Managed by NASA’s Jet Propulsion Laboratory through launch, Webb’s Mid-Infrared Instrument also revealed jets of gas flowing into space from the twin stars.
Scientists recently got a big surprise
from NASA’s James Webb Space Telescope when they turned the observatory toward a group of young stars
called WL 20. The region has been studied since the 1970s with at least five
telescopes, but it took Webb’s unprecedented resolution and specialized
instruments to reveal that what researchers long thought was one of the stars,
WL 20S, is actually a pair that formed about 2 million to 4 million years ago.
The discovery was made using Webb’s Mid-Infrared Instrument (MIRI) and was presented at the 244th meeting of the American Astronomical Society on June
12. MIRI also found that the twins have matching jets of gas streaming into
space from their north and south poles.
“Our jaws dropped,” said astronomer Mary
Barsony, lead author of a new paper describing the results. “After studying
this source for decades, we thought we knew it pretty well. But without MIRI we
would not have known this was two stars or that these jets existed. That’s really astonishing.
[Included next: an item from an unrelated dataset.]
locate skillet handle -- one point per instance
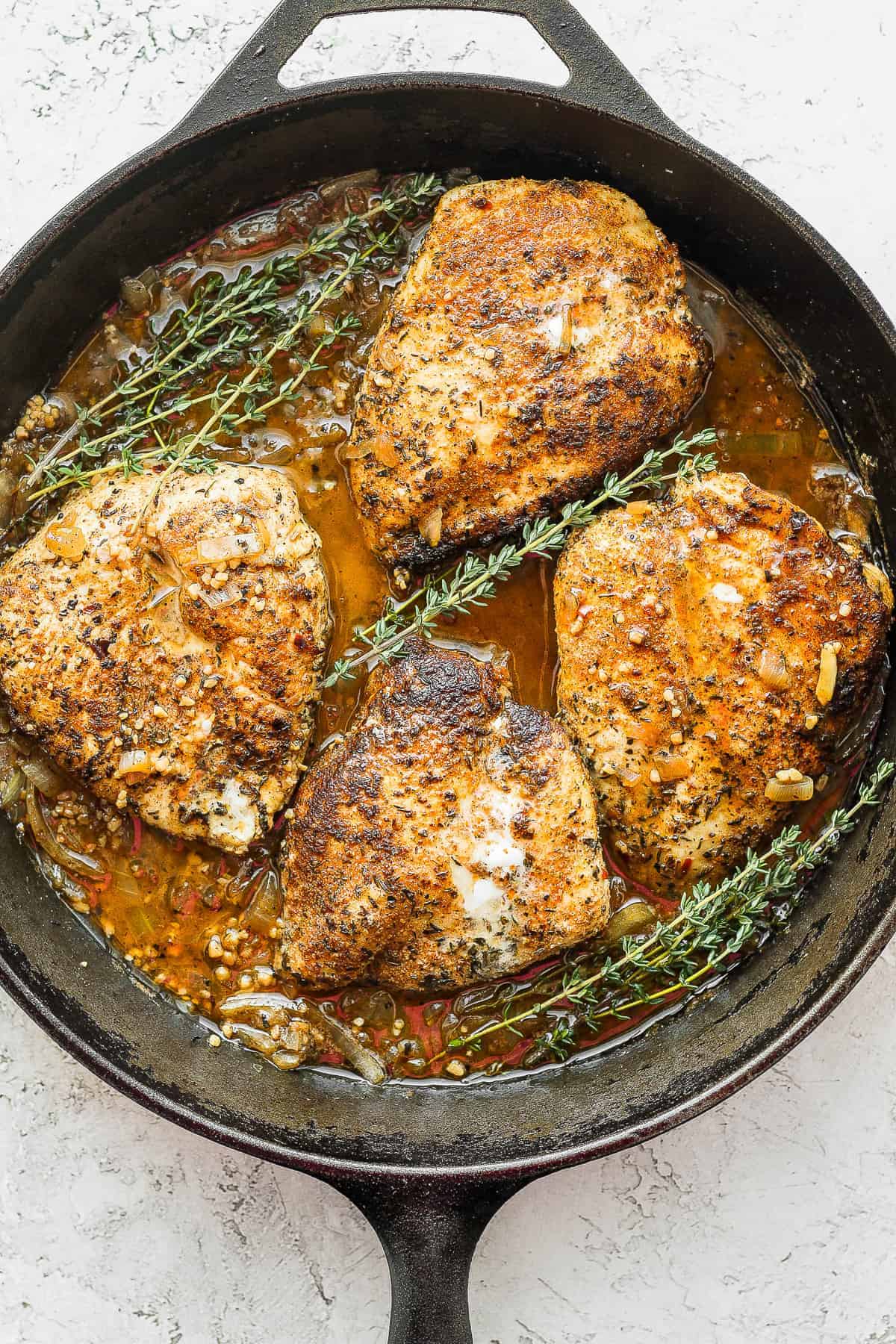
(429, 1233)
(250, 82)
It’s like having brand new eyes.”
This artist’s concept shows two young stars nearing
the end of their formation. Encircling the stars are disks of leftover gas and
dust from which planets may form. Jets of gas shoot away from the stars’ north
and south poles.
The team got another surprise when additional observations by the Atacama
Large Millimeter/submillimeter Array (ALMA), a group of more than 60 radio
antennas in Chile, revealed that disks of dust and gas encircle both stars.
Based on the stars’ age, it’s possible that planets are forming in those disks.
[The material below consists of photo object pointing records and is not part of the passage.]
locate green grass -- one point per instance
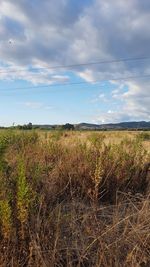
(74, 199)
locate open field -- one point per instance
(71, 199)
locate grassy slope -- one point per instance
(74, 199)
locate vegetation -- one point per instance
(69, 200)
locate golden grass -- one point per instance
(74, 199)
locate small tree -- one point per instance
(68, 126)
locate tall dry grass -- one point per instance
(76, 203)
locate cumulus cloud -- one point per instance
(45, 34)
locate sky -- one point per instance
(46, 51)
The combined results indicate that
the twin stars are nearing the end of this early period of their lives, which
means scientists will have the opportunity to learn more about how the stars
transition from youth into adulthood.
“The power of these two telescopes
together is really incredible,” said Mike Ressler, project scientist for MIRI
at NASA’s Jet Propulsion Laboratory and co-author of the new study. “If we
hadn’t seen that these were two stars, the ALMA results might have just looked
like a single disk with a gap in the middle. Instead, we have new data about
two stars that are clearly at a critical point in their lives, when the
processes that formed them are petering out.”
This image of the WL 20 star group combines data from the Atacama Large Millimeter/submillimeter Array and the Mid-Infrared Instrument on NASA’s Webb telescope. Gas jets emanating from the poles of twin stars appear blue and green; disks of dust and gas surrounding the stars are pink. U.S. NSF; NSF NRAO; ALMA; NASA/JPL-Caltech; B. Saxton
Stellar Jets
WL 20 resides in a much
larger, well-studied star-forming region of the Milky Way galaxy called Rho Ophiuchi, a massive cloud of gas and dust about 400 light-years from Earth. In fact, WL 20
is hidden behind thick clouds of gas and dust that block most of the visible
light (wavelengths that the human eye can detect) from the stars there. Webb
detects slightly longer wavelengths, called infrared, that can pass through
those layers. MIRI detects the longest infrared wavelengths of any instrument
on Webb and is thus well equipped for peering into obscured star-forming
regions like WL 20.
Radio waves can often penetrate
dust as well, though they may not reveal the same features as infrared light.
The disks of gas and dust surrounding the two stars in WL 20S emit light in a
range that astronomers call submillimeter; these, too, penetrate the
surrounding gas clouds and were observed by ALMA.
These four images show the WL 20 star system as seen
by (from left) NASA’s Infrared Telescope Facility at the Mauna Kea Observatory,
the Hale 5.0-meter telescope the Palomar Observatory, the Keck II telescope,
and the NASA’s Webb telescope and the Atacama Large Millimeter/submillimeter
Array.
But scientists could easily have interpreted those observations as evidence
of a single disk with a gap in it had MIRI not also observed the two stellar
jets. The jets of gas are composed of ions, or individual atoms with some
electrons stripped away that radiate in mid-infrared wavelengths but not at
submillimeter wavelengths. Only an infrared instrument with spatial and
spectral resolution like MIRI’s could see them.
ALMA can also observe clouds of
leftover formation material around young stars. Composed of whole molecules,
like carbon monoxide, these clouds of gas and dust radiate light at these
longer wavelengths. The absence of those clouds in the ALMA observations shows
that the stars are beyond their initial formation phase.
“It’s amazing that this region still has so much to teach us about the life cycle of stars,” said Ressler. “I’m thrilled to see what else Webb will reveal.”